“How domineering!” I thought to myself. I was at my local home improvement store waiting for some help with a storm door. But the one and only sales rep in Windows and Doors was busy with the bossy man and his wife, another guy sat waiting near the register, head bent over his phone, and I was third up.
So I stood there, listening to the man and woman debate over the type of door they were ordering. He was overruling her. After awhile, they finished their debate and the wife and the sales rep were at the computer, while the man stood off to the side with their cart. I didn’t hear who won the debate. I hoped it was the woman.
After a minute or two the man turned to me and said, “I’m sorry, but we have a big order and it’ll probably take awhile. We’re re-doing our house. (Whatever, I thought.) “No apology needed,” I told him. “You were here first; I’ll just have to be patient.”
That’s something she has in spades,” he said, pointing to a little head in the cart.
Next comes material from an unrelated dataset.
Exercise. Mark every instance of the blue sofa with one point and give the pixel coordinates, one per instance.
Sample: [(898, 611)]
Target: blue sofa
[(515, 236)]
I peered in and saw a toddler with blonde pigtails sucking on a bottle with one hand and turning the pages of a miniature book in the other.
“That’s Anna Rose. She’s the sweetest thing ever to come into my life.” I looked at the child a little closer. Anna Rose had the round face and slanted eyes of a Downs baby. What do you say to a stranger about something so, well, personal. My brain flew through responses and came up with, “What a pretty name.”
He did the work for me. A completely rebuilt heart at just six months old, and no guarantees it’d last. Turning her over to the surgeons, not knowing if he and his wife would ever see her alive again.
“That must’ve been really hard,” I said. I looked at the little girl again. She was pretty, with milk white skin, clear blue eyes and cornsilk hair. “Hi, there,” I said to her. She looked up at me for half a second, still sucking on her bottle. “She’s really smart,” said her daddy, “and always so happy.”
The wife and the sales rep were still at the computer, the second guy still waiting. “I’m going to come back another time,” I told Anna Rose’s father. “Have a good one.”
I never said good-bye to little Anna Rose with her bottle and her book. That bothered me on the way home. I hope she’ll have a good life. And I hope her daddy gets a lot of years with his little angel.